A good subtweet from this scenario probably happens after you’ve already addressed your roommate head-on, and goes something like, “nothing gets the netflix bill paid faster than threatening to change the password.” You know why? Because it acknowledges your role in the ecosystem where the stressful situation took place.

I’m not telling you to take responsibility for every crappy thing that comes your way, I’m just reminding you that feeling wronged by somebody doesn’t immediately make them a villain you get to punish. You’re having a reaction. Congratulations. Dig deeper.

Be cruelty-free.

You should know in the back of your head that — even if someone figures out who you’re talking about — you’re not harming the subtweetee.
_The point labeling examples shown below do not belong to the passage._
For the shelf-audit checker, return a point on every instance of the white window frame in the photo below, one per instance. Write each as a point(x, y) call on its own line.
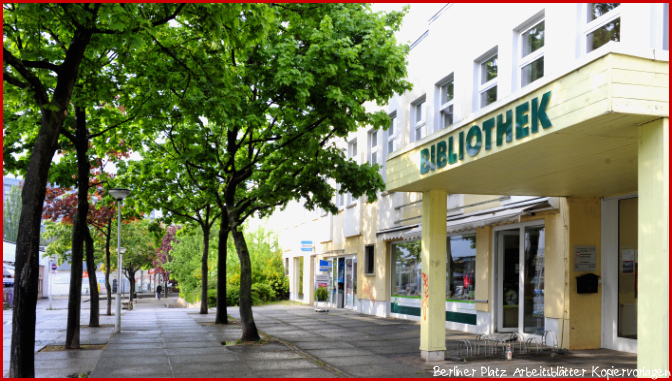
point(664, 34)
point(442, 88)
point(593, 25)
point(530, 58)
point(369, 261)
point(392, 133)
point(419, 107)
point(483, 87)
point(353, 153)
point(374, 148)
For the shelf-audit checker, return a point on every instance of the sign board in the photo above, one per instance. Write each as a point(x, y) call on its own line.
point(325, 266)
point(585, 258)
point(322, 280)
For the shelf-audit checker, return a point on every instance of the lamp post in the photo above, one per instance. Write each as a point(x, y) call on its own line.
point(119, 194)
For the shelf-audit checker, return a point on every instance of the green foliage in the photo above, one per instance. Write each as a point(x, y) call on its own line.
point(264, 291)
point(185, 266)
point(321, 294)
point(11, 212)
point(269, 280)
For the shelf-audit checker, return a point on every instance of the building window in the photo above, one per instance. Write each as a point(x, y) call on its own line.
point(373, 147)
point(666, 26)
point(352, 150)
point(419, 108)
point(369, 256)
point(460, 268)
point(446, 101)
point(392, 134)
point(487, 74)
point(353, 154)
point(532, 53)
point(603, 24)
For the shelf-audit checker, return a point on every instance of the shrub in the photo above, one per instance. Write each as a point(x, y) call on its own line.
point(280, 286)
point(232, 294)
point(264, 291)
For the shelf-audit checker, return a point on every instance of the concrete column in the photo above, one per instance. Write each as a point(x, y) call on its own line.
point(433, 308)
point(653, 281)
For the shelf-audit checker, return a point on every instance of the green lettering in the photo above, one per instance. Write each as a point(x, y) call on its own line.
point(424, 161)
point(441, 158)
point(521, 120)
point(473, 149)
point(505, 128)
point(432, 157)
point(452, 157)
point(539, 113)
point(488, 125)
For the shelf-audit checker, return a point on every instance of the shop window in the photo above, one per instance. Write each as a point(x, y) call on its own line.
point(392, 134)
point(369, 256)
point(460, 279)
point(419, 116)
point(487, 75)
point(406, 269)
point(445, 103)
point(603, 24)
point(532, 41)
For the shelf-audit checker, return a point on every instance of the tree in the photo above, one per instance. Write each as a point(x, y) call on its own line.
point(272, 106)
point(184, 196)
point(11, 211)
point(42, 72)
point(140, 249)
point(163, 256)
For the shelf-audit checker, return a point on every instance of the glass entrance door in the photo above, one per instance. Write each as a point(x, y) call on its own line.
point(508, 249)
point(520, 280)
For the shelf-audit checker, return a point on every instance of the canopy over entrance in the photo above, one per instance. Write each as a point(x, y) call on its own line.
point(574, 135)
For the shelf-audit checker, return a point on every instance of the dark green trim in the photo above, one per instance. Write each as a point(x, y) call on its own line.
point(455, 317)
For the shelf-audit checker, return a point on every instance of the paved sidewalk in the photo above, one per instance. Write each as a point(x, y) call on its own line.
point(177, 342)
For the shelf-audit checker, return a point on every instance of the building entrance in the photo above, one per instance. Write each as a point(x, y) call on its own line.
point(343, 293)
point(620, 270)
point(520, 279)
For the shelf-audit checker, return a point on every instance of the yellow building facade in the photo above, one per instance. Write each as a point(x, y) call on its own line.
point(540, 208)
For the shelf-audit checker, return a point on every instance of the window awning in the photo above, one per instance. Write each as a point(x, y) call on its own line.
point(471, 221)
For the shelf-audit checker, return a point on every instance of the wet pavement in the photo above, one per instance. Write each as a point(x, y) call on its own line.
point(299, 342)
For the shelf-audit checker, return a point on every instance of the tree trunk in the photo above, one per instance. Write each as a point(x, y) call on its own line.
point(222, 314)
point(94, 320)
point(107, 267)
point(80, 230)
point(204, 269)
point(130, 275)
point(75, 294)
point(22, 356)
point(246, 318)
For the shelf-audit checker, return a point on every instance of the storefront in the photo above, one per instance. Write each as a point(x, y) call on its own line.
point(596, 140)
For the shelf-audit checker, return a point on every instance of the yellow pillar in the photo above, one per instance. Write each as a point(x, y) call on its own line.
point(653, 265)
point(433, 307)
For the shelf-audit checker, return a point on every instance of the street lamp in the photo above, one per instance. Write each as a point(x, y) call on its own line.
point(119, 194)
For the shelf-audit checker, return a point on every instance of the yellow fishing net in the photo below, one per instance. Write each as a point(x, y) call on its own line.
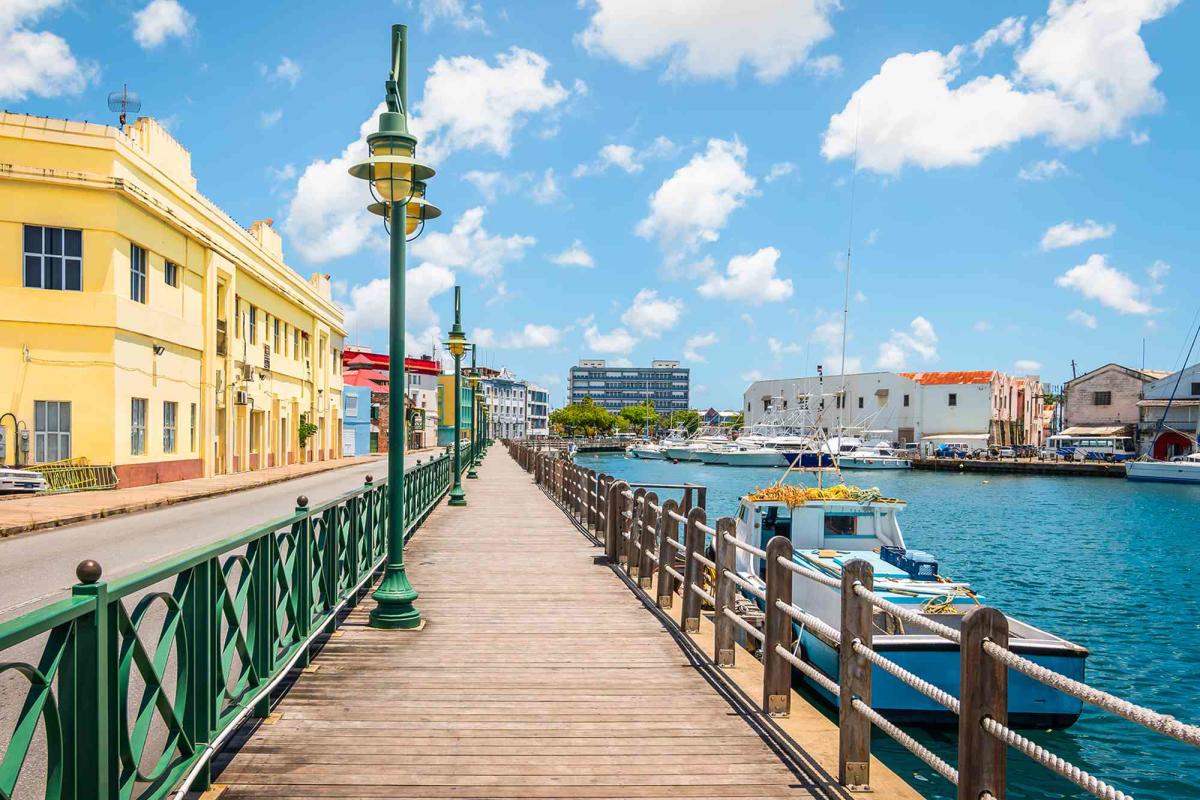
point(797, 495)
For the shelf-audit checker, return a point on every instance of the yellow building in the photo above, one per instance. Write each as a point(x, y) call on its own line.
point(143, 328)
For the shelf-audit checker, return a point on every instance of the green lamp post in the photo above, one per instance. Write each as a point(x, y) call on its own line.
point(397, 185)
point(457, 346)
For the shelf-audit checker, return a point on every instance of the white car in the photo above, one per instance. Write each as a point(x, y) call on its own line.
point(21, 481)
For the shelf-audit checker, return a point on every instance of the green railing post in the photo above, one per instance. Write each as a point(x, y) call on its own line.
point(88, 701)
point(199, 621)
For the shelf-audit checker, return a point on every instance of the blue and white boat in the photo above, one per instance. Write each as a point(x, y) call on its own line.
point(828, 528)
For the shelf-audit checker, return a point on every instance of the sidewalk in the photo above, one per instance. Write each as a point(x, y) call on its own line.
point(19, 515)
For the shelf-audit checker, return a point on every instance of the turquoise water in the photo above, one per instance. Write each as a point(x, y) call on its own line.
point(1104, 563)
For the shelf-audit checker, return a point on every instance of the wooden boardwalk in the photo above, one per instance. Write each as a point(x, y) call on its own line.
point(539, 674)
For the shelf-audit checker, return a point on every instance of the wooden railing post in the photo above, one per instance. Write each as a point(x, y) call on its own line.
point(693, 543)
point(777, 680)
point(669, 529)
point(855, 678)
point(726, 559)
point(635, 530)
point(983, 693)
point(613, 519)
point(646, 541)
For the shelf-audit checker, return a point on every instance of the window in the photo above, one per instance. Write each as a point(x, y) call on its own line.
point(53, 258)
point(138, 426)
point(52, 431)
point(169, 411)
point(137, 274)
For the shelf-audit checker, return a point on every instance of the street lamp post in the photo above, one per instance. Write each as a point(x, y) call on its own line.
point(397, 185)
point(457, 346)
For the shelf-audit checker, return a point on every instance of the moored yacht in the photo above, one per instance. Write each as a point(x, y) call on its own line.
point(832, 527)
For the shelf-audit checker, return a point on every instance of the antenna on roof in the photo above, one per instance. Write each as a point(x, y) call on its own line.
point(124, 101)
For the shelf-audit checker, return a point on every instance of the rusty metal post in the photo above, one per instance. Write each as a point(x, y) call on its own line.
point(777, 680)
point(983, 693)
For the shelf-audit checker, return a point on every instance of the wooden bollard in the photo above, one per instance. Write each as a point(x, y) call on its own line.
point(613, 518)
point(646, 540)
point(693, 543)
point(983, 693)
point(726, 559)
point(777, 679)
point(669, 529)
point(855, 678)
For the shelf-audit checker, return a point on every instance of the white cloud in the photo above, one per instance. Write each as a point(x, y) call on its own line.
point(695, 343)
point(455, 12)
point(469, 246)
point(37, 62)
point(286, 70)
point(574, 256)
point(627, 157)
point(1084, 77)
point(709, 38)
point(1081, 317)
point(750, 278)
point(528, 337)
point(695, 203)
point(1068, 234)
point(546, 190)
point(919, 341)
point(160, 20)
point(616, 341)
point(469, 104)
point(779, 170)
point(653, 316)
point(1096, 280)
point(1043, 170)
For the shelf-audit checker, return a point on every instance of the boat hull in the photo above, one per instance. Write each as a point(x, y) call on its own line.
point(1162, 471)
point(1031, 704)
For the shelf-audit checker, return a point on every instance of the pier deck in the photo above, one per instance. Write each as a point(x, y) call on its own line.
point(539, 674)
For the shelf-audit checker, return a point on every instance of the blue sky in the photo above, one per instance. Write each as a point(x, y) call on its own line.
point(672, 180)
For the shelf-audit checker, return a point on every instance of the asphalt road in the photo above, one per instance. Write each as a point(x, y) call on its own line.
point(39, 566)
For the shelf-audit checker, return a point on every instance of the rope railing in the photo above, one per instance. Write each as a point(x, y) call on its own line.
point(640, 533)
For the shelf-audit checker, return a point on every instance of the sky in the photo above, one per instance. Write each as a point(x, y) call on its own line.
point(683, 179)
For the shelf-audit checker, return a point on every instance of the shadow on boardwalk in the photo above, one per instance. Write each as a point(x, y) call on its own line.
point(537, 675)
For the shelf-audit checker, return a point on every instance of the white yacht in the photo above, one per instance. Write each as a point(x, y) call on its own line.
point(1182, 469)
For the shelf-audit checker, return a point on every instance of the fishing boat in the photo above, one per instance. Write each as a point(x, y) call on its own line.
point(829, 528)
point(1183, 469)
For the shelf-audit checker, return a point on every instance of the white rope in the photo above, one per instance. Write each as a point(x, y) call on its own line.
point(1150, 719)
point(744, 546)
point(811, 575)
point(744, 625)
point(910, 744)
point(745, 584)
point(907, 614)
point(809, 620)
point(711, 599)
point(904, 675)
point(1054, 763)
point(808, 669)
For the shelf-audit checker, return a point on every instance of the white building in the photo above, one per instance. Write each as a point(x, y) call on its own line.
point(1175, 434)
point(977, 408)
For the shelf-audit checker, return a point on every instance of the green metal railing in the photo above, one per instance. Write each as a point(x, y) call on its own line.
point(115, 714)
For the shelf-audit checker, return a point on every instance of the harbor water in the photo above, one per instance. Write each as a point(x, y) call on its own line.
point(1104, 563)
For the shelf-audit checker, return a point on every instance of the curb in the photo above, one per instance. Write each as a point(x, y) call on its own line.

It’s good to get pissed off when the occasion arises, but it’s gross to swing back by sharing cryptic riddles with the people in your social circles. This is Twitter, not Taylor Swift’s career.

Make it worth our time.

I imagine you operate by some kind of quality barometer when you post normal stuff, so let’s hold the subtweet to the same standards. Maybe it’s “is this funny?” or “would I fav this?” Whatever your rule of thumb is, apply it.

Because you’re not walking around revved up and venting all of the time*, your subtweet probably has a different tone than your other posts, but that’s not an excuse for it to be bad. Maintain your voice, keep your cool, and write shit that’s fun to read. That’s why we’re here.

*If you are, talk to a doctor and/or learn a new skill! The SimCity app and IRL pet ownership can both be soothing af!

Christine Friar is a very hot writer in New York City.